Тёма неохотно встает. Ему хочется расспросить и об учителе еще, и об этих женщинах, которые обречены на милостыньку. Мысли его толпятся около этой милостыньки, которая представляется ему неизбежным выходом.

Придя домой, он утомленно садится на диван возле матери и говорит:

— Знаешь, мама, Борис Борисович заболел… Кейзеровны сестра у них служит. Я ей сказал, что он заболел… Знаешь, мама, если он умрет, его мать и тетку в богадельню возьмут, а жена и две дочки пойдут милостыню просить.

— Кейзеровна говорит?

— Да, Кейзеровна. Мама, можно мне яблока?

— Можно.

Тёма пошел достал себе яблоко и, усевшись у окна, начал усердно и в то же время озабоченно грызть его.

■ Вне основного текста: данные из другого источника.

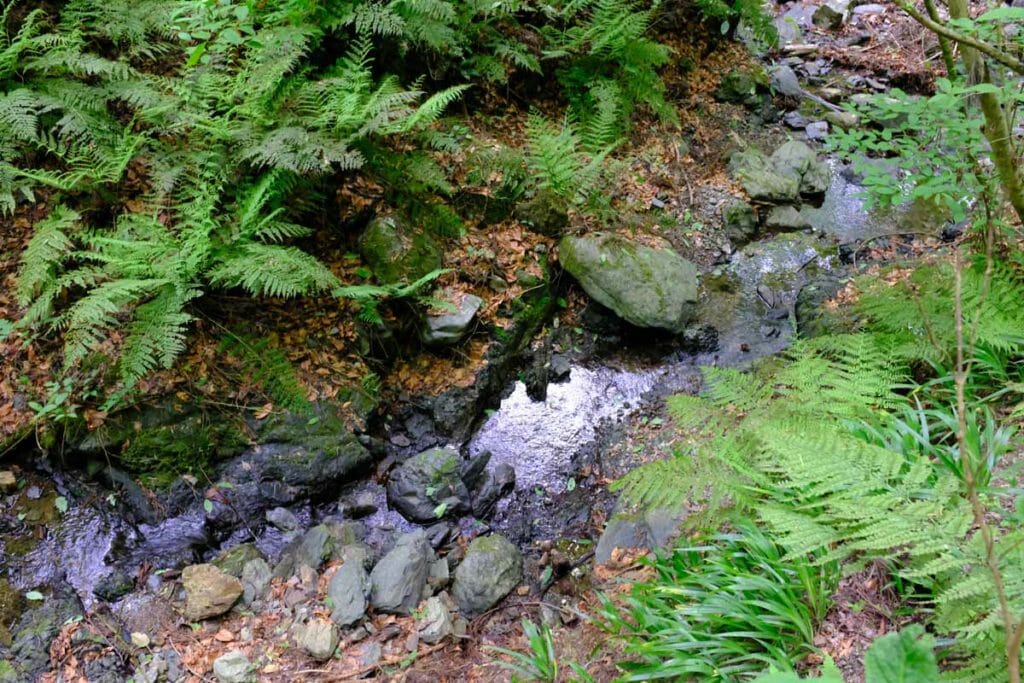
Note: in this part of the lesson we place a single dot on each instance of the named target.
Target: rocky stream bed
(433, 513)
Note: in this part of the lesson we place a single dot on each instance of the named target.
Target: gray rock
(435, 625)
(795, 120)
(493, 567)
(644, 286)
(817, 130)
(869, 8)
(232, 667)
(358, 505)
(786, 218)
(232, 560)
(783, 82)
(450, 328)
(209, 592)
(283, 519)
(762, 181)
(796, 160)
(396, 251)
(635, 530)
(310, 550)
(348, 591)
(742, 86)
(740, 221)
(114, 586)
(828, 15)
(398, 579)
(497, 483)
(418, 486)
(317, 638)
(256, 578)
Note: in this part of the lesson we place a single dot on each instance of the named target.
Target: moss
(11, 603)
(160, 455)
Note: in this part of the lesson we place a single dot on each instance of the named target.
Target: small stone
(817, 130)
(372, 653)
(209, 592)
(283, 519)
(435, 625)
(318, 638)
(255, 580)
(232, 667)
(828, 16)
(786, 218)
(114, 586)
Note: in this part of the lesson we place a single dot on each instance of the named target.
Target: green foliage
(723, 610)
(267, 367)
(834, 458)
(253, 115)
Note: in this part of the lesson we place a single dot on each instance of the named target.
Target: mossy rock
(160, 455)
(645, 286)
(11, 603)
(397, 252)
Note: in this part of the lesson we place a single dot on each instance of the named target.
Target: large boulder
(428, 485)
(209, 592)
(797, 160)
(348, 591)
(396, 251)
(398, 580)
(645, 286)
(493, 567)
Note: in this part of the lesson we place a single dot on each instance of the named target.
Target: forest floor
(682, 171)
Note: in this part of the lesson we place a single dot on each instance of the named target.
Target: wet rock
(636, 530)
(359, 505)
(233, 560)
(256, 578)
(762, 181)
(30, 650)
(232, 667)
(783, 82)
(828, 15)
(741, 86)
(795, 120)
(644, 286)
(317, 638)
(398, 579)
(209, 592)
(796, 160)
(450, 328)
(421, 485)
(740, 221)
(493, 567)
(435, 625)
(817, 130)
(498, 483)
(785, 218)
(559, 368)
(114, 586)
(545, 213)
(310, 550)
(283, 519)
(396, 252)
(348, 592)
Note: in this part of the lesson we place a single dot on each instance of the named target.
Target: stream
(750, 301)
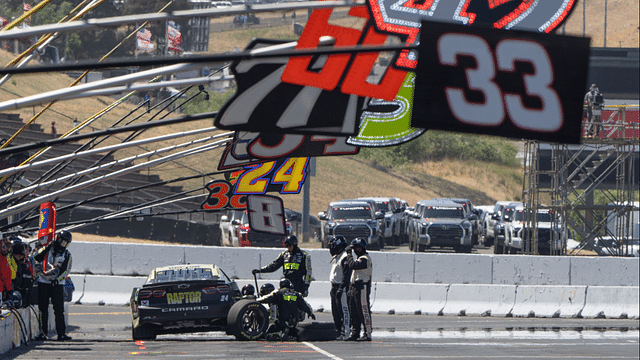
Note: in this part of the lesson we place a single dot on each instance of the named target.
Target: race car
(194, 298)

— А ты хочешь поехать к Борису Борисовичу?

— С кем?

— Со мной.

Тёма нерешительно заглянул в окно.

— Тебе хочется?

— А это не будет стыдно?

— Стыдно? отчего тебе кажется, что это стыдно?

— Ну хорошо, поедем, — согласился Тёма.

В доме учителя Тёма неловко сидел на стуле, посматривая то на старушку — мать его, маленькую, худенькую женщину в черном платье, с зеленым зонтиком на глазах, то на высокую, худую девушку с белым лицом и черненькими глазками, ласково и приветливо посматривавших на Тёму. Только жена не понравилась Тёме, полная, недовольная, бледная женщина.

Сказали учителю и повели Тёму к нему. За ситцевыми ширмами стояла простая кровать, столик с баночками, вышитые красивые туфли.

«Какой же он бедный, — пронеслось в голове Тёмы, — когда у него такие туфли?»

Тёма подошел к кровати и испуганно посмотрел в лицо Бориса Борисовича. Ему бросились в глаза бледное, жалкое лицо учителя и тонкая, худая рука, которую Борис Борисович держал на груди. Борис Борисович поднял эту руку и молча погладил Тёму по голове. Тёма не знал, долго ли он простоял у кровати. Кто-то взял его за руку и опять повел назад. Он вошел в гостиную и остановился.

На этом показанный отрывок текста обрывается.